I work; he claimed to be the Son of God in such a sense that he had the power and right of working as God works. This they thought was blasphemy; and had he been only a man, it would have been. But as he was God as well as man, chap Joh 1:1, it was speaking and acting according to truth. The question was not whether Jesus possessed power to do those things, but it was whether he exercised his power agreeable to the will of the Father, or in opposition to it; and he answered them accordingly.
Of himself; in opposition to, or without the concurrence of the Father, which was the crime with which they charged him. He denied the charge, and asserted, that instead of opposition, as they contended, there was between him and the Father the most perfect agreement in plan, will, and operation.

These also doeth the Son; there is oneness of operation.
Showeth him all things; makes him partaker of all his counsels, as well as acts with him in all his works.

Greater works than these; the works referred to in the following verses.
The Son quickeneth; giveth life, natural and spiritual, to whom he will--thus doing the work of God, and showing that he is God. This is one of the greater things referred to. The other was the judging of all men at the last day, and awarding to them the retributions of eternity. The Father judgeth no man; in the scheme of redemption, the Son was to be the final judge of men, the author of their resurrection from the dead, and of their eternal life in heaven. This was, "that all men should honor the Son, even as they honor the Father." He that thus honoreth not the Son, honoreth not the Father. The Pharisees, therefore, while they were pleading ostensibly for the honor of God, were in reality treating him as they treated Jesus Christ; and so it is with all men now. As Jesus Christ the Son of God was appointed of the Father to be the dispenser of life to men--not only to heal the sick, but to raise the dead, and judge the world, "that all men should honor the Son, even as they honor the Father," those who do not thus honor him, but continue to neglect the object of his coming, will lose the benefits of his redemption. Heareth my word; receiveth my instructions, and treateth them as true.

Hath everlasting life; the beginning of that spiritual life which shall continue and increase for ever.

From death unto life; from a state of sin and guilt to a state of holiness and bliss.
The dead shall hear--shall live; the dead here include both the spiritually and the naturally dead. Christ gave life to the souls of men, and also to their bodies, when he chose to do so. Jairus' daughter, the widow's son, and Lazarus were all by Jesus raised to life, and many who were dead in sin were quickened and made alive to God. Given to the Son to have life in himself; here the Saviour brings to view both his oneness with the Father in nature, and his subordination to him in office. To have life in himself, with the power of giving life at will, is to be proper God. But the office of quickening whom he will he has received, as Mediator, from the Father, and exercises it in accordance with the Father's appointment. Because he is the Son of man; it is the appointment of the Father that he who redeems and judges men should himself be the Son of man; that is, the Word made flesh. In this character God has appointed him to be Mediator, to open the way for, and give eternal life to all who should believe in him, and in pursuance of his work, to perform miracles, die, rise again, raise the dead, judge the world, and fix the condition of all for eternity. The hour is coming--all that are in the graves shall hear his voice; he passes to the greatest and most astonishing manifestation which he is to make of the truth that he has life in himself; namely, the final resurrection by his word of the just and the unjust, and the decision of their destiny for eternity. Of mine own self; in opposition to, and without the concurrence of the Father.

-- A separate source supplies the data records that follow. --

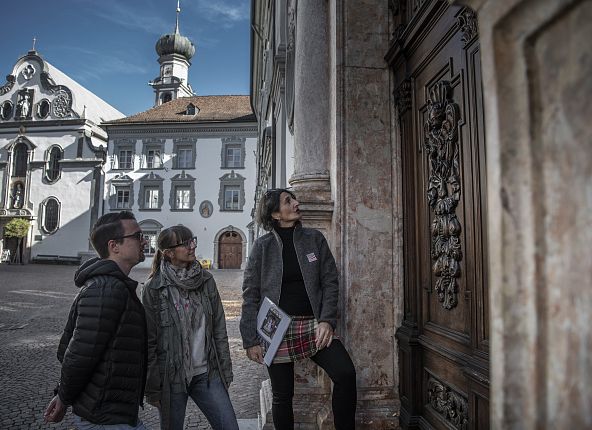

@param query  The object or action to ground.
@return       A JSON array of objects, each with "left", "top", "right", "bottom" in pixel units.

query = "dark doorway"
[
  {"left": 218, "top": 231, "right": 243, "bottom": 269},
  {"left": 387, "top": 0, "right": 489, "bottom": 430}
]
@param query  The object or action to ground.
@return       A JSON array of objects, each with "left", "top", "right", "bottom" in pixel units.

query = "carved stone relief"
[
  {"left": 0, "top": 75, "right": 16, "bottom": 96},
  {"left": 0, "top": 100, "right": 14, "bottom": 121},
  {"left": 424, "top": 81, "right": 462, "bottom": 309},
  {"left": 52, "top": 90, "right": 72, "bottom": 118},
  {"left": 15, "top": 89, "right": 34, "bottom": 119},
  {"left": 456, "top": 8, "right": 479, "bottom": 46},
  {"left": 39, "top": 72, "right": 73, "bottom": 118},
  {"left": 428, "top": 377, "right": 469, "bottom": 430}
]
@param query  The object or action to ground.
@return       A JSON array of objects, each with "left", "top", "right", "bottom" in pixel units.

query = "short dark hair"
[
  {"left": 90, "top": 211, "right": 136, "bottom": 258},
  {"left": 257, "top": 188, "right": 296, "bottom": 231}
]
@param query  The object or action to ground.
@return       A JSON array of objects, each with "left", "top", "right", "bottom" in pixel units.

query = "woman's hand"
[
  {"left": 247, "top": 345, "right": 263, "bottom": 364},
  {"left": 316, "top": 322, "right": 333, "bottom": 349}
]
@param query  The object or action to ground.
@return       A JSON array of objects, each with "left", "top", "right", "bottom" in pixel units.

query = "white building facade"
[
  {"left": 0, "top": 50, "right": 123, "bottom": 262},
  {"left": 104, "top": 96, "right": 257, "bottom": 269}
]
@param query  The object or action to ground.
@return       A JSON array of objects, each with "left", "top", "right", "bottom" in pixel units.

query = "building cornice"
[{"left": 107, "top": 123, "right": 257, "bottom": 138}]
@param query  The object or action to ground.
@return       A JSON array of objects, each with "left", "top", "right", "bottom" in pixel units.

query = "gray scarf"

I hear; from my Father. The idea is, that he dwells in the Father's bosom, and hears and knows all his counsels.

Not mine own will; not to exalt myself, or build up a separate interest, but to honor the Father by doing his will.
Of myself; concerning myself, without any accompanying testimony from God.

Not true; not to be received as valid.
Another; God, who testified of him by John the Baptist, by the descent upon him of the Holy Ghost, by miracles, and by a voice from heaven. Not testimony from man; not from man only; yet Christ appealed to the testimony of John, as what ought to convince them. The works which the Father hath given me; the whole course of his teachings and miracles. The Father himself--hath borne witness of me; in addition to the testimony furnished by my works. He seems to refer to the testimony of the Father through the Scriptures, which he immediately afterwards urges. Some think that he also includes the voice from heaven upon his baptism.

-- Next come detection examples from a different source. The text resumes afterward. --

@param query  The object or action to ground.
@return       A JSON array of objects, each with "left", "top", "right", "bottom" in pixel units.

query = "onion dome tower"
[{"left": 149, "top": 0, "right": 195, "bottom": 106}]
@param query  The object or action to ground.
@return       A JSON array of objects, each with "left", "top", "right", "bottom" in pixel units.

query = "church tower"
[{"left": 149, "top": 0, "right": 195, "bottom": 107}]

Neither heard his voice--seen his shape; the allusion is to the way in which holy men of old received revelations from God by voices and visions. The import of the Saviour's words is, The state of your hearts makes you unable to receive any testimony of the Father concerning me, outward or inward.
Ye have not his word; they did not receive the testimony of God, and they showed this by rejecting that of his Son. The scriptures; the Old Testament, by following which they hoped for heaven; and yet those scriptures showed that he was the Messiah, and that they must believe in him, or perish. Ye will not come to me; notwithstanding this evidence that he was the Messiah, they would not receive him. I receive not honor; it was not his object to obtain human applause, but to honor God and save men. Have not the love of God; this was the reason why they would not embrace him as the Messiah. Compare chap Joh 8:42. The reason why men do not receive the words of Christ and treat them as true, is, that they do not love God. As God manifest in the flesh, they do not love him, and choose not to have him to reign over them. In my Father's name; by his appointment, and with conclusive evidence of being sent of him.

In his own name; without being sent of God; actuated by a worldly spirit, and promising them temporal dominion and honor. Such were the false Christs who afterwards appeared, and whom the Jews followed to their destruction.
Receive honor; seek supremely human applause. Men cannot seek supremely human applause, and at the same time seek that honor which comes from God by believing on his Son. They should therefore, without hesitation and without delay, renounce the one, that they may secure the other. Do not think that I; he did not come to condemn them, nor was there any occasion that he should do so.

Moses; he had foretold, De 18:15-19, the coming of the Messiah, and the condemnation of those who should reject him. His writings therefore, which they professed to follow, condemned them.